Navigating Imprecision in Relevance Assessments on the Road to Total Recall: Roger and Me

Gordon V. Cormack & Maura R. Grossman

To appear in Proceedings of SIGIR 2017

Download authors' copy

Permanent DOI link

Abstract

Abstract Technology-assisted review ("TAR") systems seek to achieve "total recall"; that is, to approach, as nearly as possible, the ideal of 100% recall and 100% precision, with minimal human effort. The literature reports that TAR methods using relevance feedback can achieve considerably greater than the 65% recall and 65% precision reported by Voorhees in 2000 as the "practical upper bound on retrieval performance . . . since that is the level at which humans agree with one another?" (Variations in Relevance Judgments and the Measurement of Retrieval Effectiveness (36 Info. Proc. Mgmt. 697). This work argues that in order to build---as well as to evaluate---TAR systems that approach 100% recall and 100% precision, it is necessary to model human assessment, not as absolute ground truth, but as an indirect indicator of the amorphous property known as "relevance." The choice of model impacts both the evaluation of system effectiveness, as well as the in vitro simulation of relevance feedback. Models are presented that better fit available data than the infallible ground-truth model. These models suggest ways to improve TAR-system effectiveness so that hybrid human-computer systems can improve on both the accuracy and efficiency of human review alone. This hypothesis is tested by simulating TAR using two datasets: the TREC 4 AdHoc collection, and a dataset consisting of 400,000 email messages that were manually reviewed and classified by a single individual, Roger, in his official capacity as Senior State Records Archivist.
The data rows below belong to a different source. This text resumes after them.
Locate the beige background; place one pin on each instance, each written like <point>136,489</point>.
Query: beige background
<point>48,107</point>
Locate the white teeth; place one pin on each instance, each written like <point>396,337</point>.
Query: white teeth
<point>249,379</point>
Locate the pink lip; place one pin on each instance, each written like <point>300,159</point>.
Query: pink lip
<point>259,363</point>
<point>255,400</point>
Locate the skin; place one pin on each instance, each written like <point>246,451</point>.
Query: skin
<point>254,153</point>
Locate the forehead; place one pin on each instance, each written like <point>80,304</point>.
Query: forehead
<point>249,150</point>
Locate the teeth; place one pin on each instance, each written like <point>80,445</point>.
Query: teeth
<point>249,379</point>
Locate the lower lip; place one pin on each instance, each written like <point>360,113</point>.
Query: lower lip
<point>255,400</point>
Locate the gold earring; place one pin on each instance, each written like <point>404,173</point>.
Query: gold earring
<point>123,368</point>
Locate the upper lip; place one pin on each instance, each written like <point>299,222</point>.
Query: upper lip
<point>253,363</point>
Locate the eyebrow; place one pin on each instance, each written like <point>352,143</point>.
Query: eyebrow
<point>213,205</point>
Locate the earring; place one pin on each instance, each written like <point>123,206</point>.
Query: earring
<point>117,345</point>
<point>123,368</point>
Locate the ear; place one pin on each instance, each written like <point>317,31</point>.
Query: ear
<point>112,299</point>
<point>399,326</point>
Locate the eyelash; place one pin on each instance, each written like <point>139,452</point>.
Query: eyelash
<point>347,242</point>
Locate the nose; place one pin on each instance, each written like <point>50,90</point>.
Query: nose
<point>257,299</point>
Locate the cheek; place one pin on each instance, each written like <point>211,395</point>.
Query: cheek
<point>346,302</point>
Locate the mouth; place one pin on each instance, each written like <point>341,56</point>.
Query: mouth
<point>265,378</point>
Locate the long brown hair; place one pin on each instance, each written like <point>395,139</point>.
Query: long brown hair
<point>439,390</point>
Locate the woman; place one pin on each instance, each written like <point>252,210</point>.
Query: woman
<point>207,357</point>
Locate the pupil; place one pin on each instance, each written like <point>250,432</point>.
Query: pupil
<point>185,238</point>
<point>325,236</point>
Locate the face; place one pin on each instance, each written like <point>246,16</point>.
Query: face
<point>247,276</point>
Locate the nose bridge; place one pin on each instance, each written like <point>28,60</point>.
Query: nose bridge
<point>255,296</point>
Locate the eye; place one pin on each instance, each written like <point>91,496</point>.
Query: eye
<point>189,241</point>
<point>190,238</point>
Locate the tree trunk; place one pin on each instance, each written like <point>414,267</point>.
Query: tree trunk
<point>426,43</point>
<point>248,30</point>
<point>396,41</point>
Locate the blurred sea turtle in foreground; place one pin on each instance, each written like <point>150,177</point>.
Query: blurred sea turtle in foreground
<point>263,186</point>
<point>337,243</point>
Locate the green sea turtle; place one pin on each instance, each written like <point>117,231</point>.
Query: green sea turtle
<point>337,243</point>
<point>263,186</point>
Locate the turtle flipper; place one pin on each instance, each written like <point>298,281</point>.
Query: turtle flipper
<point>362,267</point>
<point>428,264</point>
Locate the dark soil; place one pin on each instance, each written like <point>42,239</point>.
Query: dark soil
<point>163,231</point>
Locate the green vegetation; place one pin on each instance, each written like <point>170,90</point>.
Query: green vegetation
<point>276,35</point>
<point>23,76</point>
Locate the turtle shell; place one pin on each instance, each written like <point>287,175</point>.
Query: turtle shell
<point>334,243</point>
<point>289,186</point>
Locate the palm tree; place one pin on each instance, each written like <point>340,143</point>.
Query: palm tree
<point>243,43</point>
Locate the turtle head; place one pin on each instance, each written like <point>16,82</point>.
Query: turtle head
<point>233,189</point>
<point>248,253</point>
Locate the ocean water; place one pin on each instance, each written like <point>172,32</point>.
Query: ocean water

The results using the TREC 4 data show that TAR achieves higher recall and higher precision than the assessments by either of two independent NIST assessors, and blind adjudication conducted by Roger, more than two years after his original email review, shows that he could have achieved the same recall and better precision, while reviewing substantially less than 400,000 emails, had he employed TAR in place of exhaustive manual review.